グールドはバッハの「平凡」とされる曲を、ふたとおりのアプローチで弾いている。
ひとつは「だれもがやらなかった緩慢さ」で。
もうひとつは「だれもがやらなかった敏速さ」で。
グールドが意識していたかどうかは知らないが、「緩慢さ」によって聴き手がもたらされるのは、「音の手触り」そのものだ。
想像してみればわかると思うが、たとえば鍵盤のひとつの音が「ポーン」と長く引きのばされたら、聴き手はなにを受けとるか。メロディという音と音の関係性が希薄になり、ひとつの音そのものが意識の前景に浮上してくる。ピアノという楽器そのものの音色や、その音程が持つ感触が聴き手にもたらされる。
これは現代音楽ではあたりまえにおこなわれる「音の触感」そのものを味わわせる手法といっていい。
極端に引きのばされた音。メロディーとは切りはなされて存在する音色そのもの。
逆に極端に速いパッセージは、聴き手がメロディを明快に追えなくなる。
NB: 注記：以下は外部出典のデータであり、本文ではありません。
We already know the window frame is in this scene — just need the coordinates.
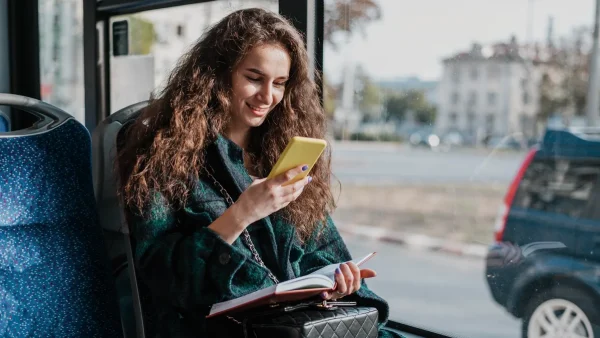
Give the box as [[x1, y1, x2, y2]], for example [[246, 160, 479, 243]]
[[7, 0, 41, 130]]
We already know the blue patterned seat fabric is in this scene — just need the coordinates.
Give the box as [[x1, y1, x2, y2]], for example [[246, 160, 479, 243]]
[[0, 118, 122, 337], [0, 111, 8, 132]]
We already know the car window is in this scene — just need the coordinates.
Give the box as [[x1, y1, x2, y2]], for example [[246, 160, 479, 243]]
[[513, 159, 600, 218]]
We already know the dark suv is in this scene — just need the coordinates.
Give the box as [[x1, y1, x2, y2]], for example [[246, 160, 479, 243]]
[[485, 128, 600, 338]]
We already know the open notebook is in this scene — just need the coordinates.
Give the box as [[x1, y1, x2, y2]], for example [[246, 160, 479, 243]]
[[207, 252, 376, 318]]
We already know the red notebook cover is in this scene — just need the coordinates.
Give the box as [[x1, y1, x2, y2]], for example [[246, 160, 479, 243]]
[[207, 252, 376, 318]]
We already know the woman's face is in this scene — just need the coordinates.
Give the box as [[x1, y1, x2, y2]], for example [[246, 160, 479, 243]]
[[229, 43, 291, 131]]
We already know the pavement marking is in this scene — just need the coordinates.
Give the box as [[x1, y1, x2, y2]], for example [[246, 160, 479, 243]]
[[337, 222, 489, 259]]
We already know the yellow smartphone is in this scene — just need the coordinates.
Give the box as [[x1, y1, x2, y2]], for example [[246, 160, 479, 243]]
[[267, 136, 328, 186]]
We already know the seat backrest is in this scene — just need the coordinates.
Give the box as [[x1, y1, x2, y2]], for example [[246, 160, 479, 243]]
[[92, 101, 150, 338], [0, 109, 9, 132], [0, 94, 122, 336], [92, 100, 148, 237]]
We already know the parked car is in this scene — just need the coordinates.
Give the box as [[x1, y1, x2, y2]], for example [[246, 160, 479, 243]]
[[408, 126, 439, 148], [485, 128, 600, 338]]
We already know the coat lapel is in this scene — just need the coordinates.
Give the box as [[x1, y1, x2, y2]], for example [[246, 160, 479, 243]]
[[208, 135, 296, 280]]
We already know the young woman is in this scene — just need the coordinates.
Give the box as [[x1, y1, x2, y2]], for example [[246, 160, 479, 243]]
[[116, 8, 402, 338]]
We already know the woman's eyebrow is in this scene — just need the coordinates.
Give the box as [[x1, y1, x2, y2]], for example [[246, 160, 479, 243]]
[[246, 68, 265, 76], [246, 68, 289, 80]]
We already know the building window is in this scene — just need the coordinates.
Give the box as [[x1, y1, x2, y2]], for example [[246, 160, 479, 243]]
[[449, 112, 458, 127], [176, 24, 184, 37], [520, 114, 533, 136], [487, 92, 497, 106], [468, 91, 477, 106], [470, 67, 478, 80], [466, 112, 476, 134], [451, 92, 460, 105], [488, 65, 500, 79], [485, 114, 495, 133], [450, 68, 461, 84], [448, 64, 460, 83], [521, 78, 528, 89], [523, 91, 529, 104]]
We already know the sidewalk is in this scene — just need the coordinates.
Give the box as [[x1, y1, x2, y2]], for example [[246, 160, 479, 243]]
[[336, 222, 489, 259]]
とくに対位法のように複数のメロディが複雑にからみあうような構成の場合、何本ものメロディがめまぐるしく走りまわると、聴き手はメロディではなく、音の塊としてしかとらえられなくなる。
これは現代音楽では「トーンクラスター」などという手法で実現されている。
もちろん、現代音楽のクラスター曲とはかなり隔たりがあるが、おなじ方向を指し示しているように聴こえる。
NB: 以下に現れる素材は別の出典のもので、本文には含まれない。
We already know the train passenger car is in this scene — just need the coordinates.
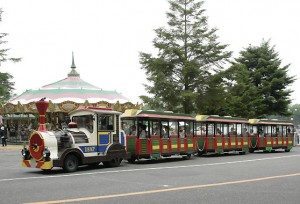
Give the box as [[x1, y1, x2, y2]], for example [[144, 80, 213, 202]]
[[121, 109, 195, 162], [194, 115, 250, 155], [21, 100, 128, 172], [248, 119, 294, 152]]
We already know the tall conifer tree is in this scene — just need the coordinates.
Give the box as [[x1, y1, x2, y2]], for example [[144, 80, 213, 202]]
[[139, 0, 231, 113], [222, 40, 295, 118]]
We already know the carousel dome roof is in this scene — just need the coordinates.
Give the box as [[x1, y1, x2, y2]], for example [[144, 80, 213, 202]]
[[10, 53, 130, 104]]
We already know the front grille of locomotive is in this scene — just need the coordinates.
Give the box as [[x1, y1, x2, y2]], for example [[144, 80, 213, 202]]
[[29, 132, 45, 161]]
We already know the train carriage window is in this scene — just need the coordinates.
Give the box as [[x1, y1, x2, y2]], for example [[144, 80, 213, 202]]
[[178, 121, 185, 138], [185, 121, 193, 137], [195, 122, 206, 136], [276, 125, 282, 136], [266, 125, 272, 136], [241, 124, 249, 136], [282, 125, 287, 137], [122, 119, 136, 136], [161, 121, 169, 138], [138, 120, 149, 138], [229, 123, 237, 136], [223, 124, 229, 137], [282, 126, 287, 137], [98, 114, 114, 131], [151, 121, 160, 136], [236, 124, 242, 136], [271, 126, 277, 137], [169, 120, 178, 137], [207, 123, 214, 136], [250, 126, 258, 136], [215, 123, 222, 136]]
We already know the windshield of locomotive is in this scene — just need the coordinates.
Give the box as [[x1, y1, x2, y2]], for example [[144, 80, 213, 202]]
[[72, 115, 94, 133]]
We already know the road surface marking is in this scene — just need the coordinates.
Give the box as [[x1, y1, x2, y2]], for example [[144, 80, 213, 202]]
[[1, 154, 300, 182], [25, 172, 300, 204]]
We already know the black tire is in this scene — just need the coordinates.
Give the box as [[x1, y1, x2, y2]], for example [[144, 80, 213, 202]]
[[63, 154, 79, 173], [127, 157, 136, 163], [249, 148, 254, 153], [197, 151, 203, 156], [103, 158, 122, 168], [183, 154, 191, 160], [42, 169, 52, 173], [285, 148, 290, 152], [88, 163, 100, 168]]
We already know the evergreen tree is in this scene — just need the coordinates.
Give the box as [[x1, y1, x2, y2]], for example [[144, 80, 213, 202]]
[[222, 40, 295, 118], [0, 8, 21, 103], [139, 0, 231, 114]]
こういったアプローチによって、「ゴールドベルク変奏曲」は200年以上の時を超えて現代にあらたな音響としてよみがえったのだ。
バッハもグールドも、ともにすばらしい。
音楽も文学も、礎(記号)を作る書き手と、それを具体化(リアライズ)する実演家がともにすぐれてはじめて、コンテンポラリーの時空に超新星(ノヴァ)の輝きをもたらす。